Con una antropología filosófica sería icónica y no se quiere decir otra cosa que el ser humano icono, ya que es y no

es, es decir, es y nos remite siempre a otra cosa, es lo que vemos y es lo que no vemos. Es lo visible e invisible. Esto va a llevar a Beuchot a recuperar una noción antiquísima, a saber, la del ser humano como microcosmos (compendio del universo). En el humano encontramos lo visible e invisible como en el universo en el que encontramos lo palpable, lo concreto, lo abstracto, lo material y lo espiritual. Por eso, el hombre es un microcosmos.

Ahora, en el ser humano se une lo biológico, lo psicológico y lo social. Abarca lo natural, lo biológico; y lo cultural, lo social. Lo psicológico abarca lo natural y lo cultural del hombre.

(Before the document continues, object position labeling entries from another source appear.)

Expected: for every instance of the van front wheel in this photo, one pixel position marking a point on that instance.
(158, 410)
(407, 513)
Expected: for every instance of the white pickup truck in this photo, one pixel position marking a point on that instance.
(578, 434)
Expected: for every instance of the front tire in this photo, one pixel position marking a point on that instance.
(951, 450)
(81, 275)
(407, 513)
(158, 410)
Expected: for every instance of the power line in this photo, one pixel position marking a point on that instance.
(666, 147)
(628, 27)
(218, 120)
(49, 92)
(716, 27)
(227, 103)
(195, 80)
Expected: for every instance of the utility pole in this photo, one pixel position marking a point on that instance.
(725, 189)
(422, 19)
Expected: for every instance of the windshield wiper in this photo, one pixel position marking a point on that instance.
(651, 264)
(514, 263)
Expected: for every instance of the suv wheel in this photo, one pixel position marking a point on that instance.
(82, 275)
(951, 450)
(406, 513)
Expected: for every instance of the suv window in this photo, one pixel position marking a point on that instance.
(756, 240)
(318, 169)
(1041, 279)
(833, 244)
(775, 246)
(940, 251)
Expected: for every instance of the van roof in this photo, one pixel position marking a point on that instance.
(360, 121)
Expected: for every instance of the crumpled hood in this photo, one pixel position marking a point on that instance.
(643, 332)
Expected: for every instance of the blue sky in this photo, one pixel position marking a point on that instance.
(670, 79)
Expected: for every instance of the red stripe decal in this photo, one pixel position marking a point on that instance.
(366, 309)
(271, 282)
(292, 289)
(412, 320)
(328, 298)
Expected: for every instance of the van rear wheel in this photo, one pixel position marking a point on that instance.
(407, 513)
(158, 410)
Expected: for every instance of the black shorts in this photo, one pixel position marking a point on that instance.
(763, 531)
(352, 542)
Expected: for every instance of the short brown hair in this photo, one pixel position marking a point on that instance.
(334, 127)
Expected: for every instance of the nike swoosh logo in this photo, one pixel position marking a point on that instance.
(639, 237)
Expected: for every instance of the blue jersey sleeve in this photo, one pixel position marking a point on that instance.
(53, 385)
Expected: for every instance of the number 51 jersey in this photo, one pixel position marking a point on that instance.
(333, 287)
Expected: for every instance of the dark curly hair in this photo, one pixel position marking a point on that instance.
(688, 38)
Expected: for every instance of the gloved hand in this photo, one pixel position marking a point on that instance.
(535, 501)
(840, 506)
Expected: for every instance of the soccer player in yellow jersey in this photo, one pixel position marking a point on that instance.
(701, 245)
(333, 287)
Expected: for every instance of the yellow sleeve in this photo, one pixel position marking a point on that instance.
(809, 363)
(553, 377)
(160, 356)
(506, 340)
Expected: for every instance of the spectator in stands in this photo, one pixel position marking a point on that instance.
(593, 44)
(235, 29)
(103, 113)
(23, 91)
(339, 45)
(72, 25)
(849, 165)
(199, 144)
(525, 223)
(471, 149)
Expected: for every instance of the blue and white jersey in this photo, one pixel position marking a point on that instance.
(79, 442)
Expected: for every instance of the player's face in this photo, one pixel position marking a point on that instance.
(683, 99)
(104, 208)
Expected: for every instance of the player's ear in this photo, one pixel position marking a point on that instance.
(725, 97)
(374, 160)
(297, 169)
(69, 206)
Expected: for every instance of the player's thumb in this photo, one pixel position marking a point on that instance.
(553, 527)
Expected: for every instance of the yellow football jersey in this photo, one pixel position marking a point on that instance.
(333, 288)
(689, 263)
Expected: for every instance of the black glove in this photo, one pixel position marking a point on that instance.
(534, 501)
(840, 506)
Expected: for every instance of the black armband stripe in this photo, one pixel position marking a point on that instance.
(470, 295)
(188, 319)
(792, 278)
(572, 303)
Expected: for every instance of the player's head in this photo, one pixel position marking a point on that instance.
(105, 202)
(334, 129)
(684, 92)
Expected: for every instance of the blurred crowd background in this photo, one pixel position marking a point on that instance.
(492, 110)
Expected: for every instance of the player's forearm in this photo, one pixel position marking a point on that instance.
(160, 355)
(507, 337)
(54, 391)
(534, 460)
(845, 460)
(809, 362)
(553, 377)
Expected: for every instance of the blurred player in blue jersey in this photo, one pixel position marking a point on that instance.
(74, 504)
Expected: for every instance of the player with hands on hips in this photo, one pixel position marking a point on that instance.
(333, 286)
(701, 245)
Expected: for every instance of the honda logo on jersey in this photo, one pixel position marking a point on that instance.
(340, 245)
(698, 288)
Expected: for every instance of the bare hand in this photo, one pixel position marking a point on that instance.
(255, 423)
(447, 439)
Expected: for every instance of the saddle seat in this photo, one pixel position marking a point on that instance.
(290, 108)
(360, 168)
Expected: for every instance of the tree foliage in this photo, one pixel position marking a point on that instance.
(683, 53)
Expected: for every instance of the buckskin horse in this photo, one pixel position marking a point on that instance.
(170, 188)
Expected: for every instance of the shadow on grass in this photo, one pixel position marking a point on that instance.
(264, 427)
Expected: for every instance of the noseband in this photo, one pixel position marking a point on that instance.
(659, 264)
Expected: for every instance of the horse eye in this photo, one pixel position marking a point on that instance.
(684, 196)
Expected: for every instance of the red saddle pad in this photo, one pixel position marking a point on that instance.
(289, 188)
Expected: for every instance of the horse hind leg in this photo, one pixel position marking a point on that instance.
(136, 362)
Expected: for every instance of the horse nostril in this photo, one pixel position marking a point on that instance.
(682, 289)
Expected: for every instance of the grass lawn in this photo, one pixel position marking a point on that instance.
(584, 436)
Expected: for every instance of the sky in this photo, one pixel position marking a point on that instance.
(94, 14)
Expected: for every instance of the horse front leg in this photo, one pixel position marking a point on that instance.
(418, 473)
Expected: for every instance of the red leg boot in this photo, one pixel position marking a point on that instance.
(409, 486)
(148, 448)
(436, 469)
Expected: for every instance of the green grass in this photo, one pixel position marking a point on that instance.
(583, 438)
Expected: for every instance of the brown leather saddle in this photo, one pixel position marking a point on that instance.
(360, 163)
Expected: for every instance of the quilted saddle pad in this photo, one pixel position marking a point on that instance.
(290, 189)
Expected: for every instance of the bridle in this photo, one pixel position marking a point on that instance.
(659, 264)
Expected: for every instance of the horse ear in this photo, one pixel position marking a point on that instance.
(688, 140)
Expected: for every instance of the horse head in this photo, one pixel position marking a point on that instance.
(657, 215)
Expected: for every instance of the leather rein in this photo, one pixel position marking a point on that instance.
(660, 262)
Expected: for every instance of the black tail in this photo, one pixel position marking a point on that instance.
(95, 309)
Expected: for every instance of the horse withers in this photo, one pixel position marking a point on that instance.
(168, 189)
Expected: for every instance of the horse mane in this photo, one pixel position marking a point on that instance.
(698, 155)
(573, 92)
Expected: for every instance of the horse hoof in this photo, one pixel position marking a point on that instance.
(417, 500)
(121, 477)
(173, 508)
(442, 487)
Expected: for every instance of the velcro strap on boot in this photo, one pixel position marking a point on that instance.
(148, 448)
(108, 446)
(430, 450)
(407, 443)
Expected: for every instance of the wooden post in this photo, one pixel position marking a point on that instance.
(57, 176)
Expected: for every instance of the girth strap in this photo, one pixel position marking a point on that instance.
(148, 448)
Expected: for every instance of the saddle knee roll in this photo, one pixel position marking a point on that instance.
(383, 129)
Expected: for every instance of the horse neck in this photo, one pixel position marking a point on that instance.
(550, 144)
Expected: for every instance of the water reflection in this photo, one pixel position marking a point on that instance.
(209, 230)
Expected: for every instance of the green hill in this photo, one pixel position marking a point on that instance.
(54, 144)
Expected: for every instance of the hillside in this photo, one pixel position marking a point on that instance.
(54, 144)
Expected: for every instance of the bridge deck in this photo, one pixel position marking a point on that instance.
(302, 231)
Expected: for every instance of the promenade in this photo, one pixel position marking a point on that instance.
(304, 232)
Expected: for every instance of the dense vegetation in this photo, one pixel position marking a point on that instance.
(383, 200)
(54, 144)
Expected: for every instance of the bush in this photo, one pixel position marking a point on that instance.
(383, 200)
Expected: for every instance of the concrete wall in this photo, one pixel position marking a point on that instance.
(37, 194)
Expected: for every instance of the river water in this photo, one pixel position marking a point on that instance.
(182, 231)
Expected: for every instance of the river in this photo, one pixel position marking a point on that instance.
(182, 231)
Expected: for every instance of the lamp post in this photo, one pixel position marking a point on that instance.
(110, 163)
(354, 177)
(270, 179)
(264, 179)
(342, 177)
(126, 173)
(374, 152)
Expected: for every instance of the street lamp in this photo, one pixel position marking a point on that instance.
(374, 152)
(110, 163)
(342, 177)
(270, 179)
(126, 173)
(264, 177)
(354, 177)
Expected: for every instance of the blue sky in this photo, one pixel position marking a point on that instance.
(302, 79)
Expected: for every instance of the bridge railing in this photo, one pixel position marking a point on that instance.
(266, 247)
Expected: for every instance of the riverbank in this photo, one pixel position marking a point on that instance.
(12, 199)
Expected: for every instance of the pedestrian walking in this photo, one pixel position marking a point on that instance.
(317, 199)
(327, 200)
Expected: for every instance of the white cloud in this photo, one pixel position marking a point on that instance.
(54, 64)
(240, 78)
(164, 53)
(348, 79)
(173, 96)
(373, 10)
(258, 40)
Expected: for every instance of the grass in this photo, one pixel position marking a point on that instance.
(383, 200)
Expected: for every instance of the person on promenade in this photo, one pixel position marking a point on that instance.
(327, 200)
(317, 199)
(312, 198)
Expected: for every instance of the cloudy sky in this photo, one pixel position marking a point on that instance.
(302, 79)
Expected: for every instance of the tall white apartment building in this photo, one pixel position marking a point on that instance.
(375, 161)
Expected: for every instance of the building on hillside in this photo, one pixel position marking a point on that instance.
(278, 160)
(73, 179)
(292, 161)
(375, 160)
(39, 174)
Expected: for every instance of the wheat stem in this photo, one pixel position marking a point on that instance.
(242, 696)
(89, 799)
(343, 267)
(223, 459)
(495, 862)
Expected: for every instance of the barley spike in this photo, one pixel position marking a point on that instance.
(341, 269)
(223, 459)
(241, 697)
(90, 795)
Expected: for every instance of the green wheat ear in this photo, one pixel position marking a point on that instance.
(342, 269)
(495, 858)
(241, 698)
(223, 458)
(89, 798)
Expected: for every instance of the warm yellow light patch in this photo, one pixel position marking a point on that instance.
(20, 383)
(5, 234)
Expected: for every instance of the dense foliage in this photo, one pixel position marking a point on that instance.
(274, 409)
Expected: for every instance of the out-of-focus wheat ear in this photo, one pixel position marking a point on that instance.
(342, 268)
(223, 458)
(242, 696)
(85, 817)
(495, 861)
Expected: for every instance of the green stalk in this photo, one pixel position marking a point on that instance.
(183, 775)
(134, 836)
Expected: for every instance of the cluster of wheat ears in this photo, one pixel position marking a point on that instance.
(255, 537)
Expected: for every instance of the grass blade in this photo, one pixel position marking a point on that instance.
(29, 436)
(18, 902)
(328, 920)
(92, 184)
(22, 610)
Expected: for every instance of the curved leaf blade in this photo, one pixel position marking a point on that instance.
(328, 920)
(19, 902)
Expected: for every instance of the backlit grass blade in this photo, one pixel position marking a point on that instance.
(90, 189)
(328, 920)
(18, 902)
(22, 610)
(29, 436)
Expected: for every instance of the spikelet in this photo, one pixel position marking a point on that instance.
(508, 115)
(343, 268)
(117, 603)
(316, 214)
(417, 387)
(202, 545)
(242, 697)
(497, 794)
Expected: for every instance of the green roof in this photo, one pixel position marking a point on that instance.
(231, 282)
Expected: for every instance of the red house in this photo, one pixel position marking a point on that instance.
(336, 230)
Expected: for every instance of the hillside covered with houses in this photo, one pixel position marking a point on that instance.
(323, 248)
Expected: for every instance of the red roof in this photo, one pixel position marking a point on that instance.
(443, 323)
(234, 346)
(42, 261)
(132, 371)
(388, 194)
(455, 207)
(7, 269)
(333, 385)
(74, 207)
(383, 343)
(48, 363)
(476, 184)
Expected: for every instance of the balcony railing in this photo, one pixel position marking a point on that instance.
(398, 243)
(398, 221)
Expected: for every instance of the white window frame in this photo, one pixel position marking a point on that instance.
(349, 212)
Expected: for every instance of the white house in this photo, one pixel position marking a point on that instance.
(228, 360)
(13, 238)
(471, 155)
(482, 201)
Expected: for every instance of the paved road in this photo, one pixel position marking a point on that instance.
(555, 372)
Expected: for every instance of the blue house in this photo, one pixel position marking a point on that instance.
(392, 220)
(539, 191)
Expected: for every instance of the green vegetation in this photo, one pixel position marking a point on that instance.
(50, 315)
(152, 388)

En todas estas dimensiones es posible ver en el hombre intenciones, de ahí que se lo considere un núcleo de múltiples intenciones o intencionalidades.1 El ser humano es, pues, un ser intencional y así se lo ha considerado en esta historia. Y si es intencional se descubren intencionalidades varias. Edmund Husserl enseñó que la intención es tensión porque es la proyección de nuestro ser en los objetos y que las intenciones tienen significado, por eso es que requieren interpretación y, por lo tanto, de la hermenéutica. La intención vuelca al ser humano hacia fuera de sí, hacia lo

1 La noción viene de Aristóteles, pasa a la Edad Media, y la recupera Franz Brentano, quien la transmite a Sigmund Freud y Edmund Husserl. De estos últimos, el primero estudiaba medicina y tomó tres cursos de filosofía con Brentano, de donde recibió la noción de intencionalidad que trabajó como Trieb o pulsión. De Husserl pasó a HansGeorg Gadamer y Paul Ricoeur.

otro o lo diferente y hacia sus semejantes. Están, pues, las intencionalidades ontológica o activa (común a todos los entes y por la cual el ser humano se aferra a la existencia), cognitiva, volitiva y emotiva (Beuchot, 2011a, pp. 86-88). Ahora bien, la intencionalidad es, en primer lugar, consciente e inconsciente. La primera es la del conocimiento y la voluntad. La segunda es la de las pulsiones o instintos o pasiones (Aguayo, 2011, pp. 51-54). Veamos brevemente en qué consiste cada una.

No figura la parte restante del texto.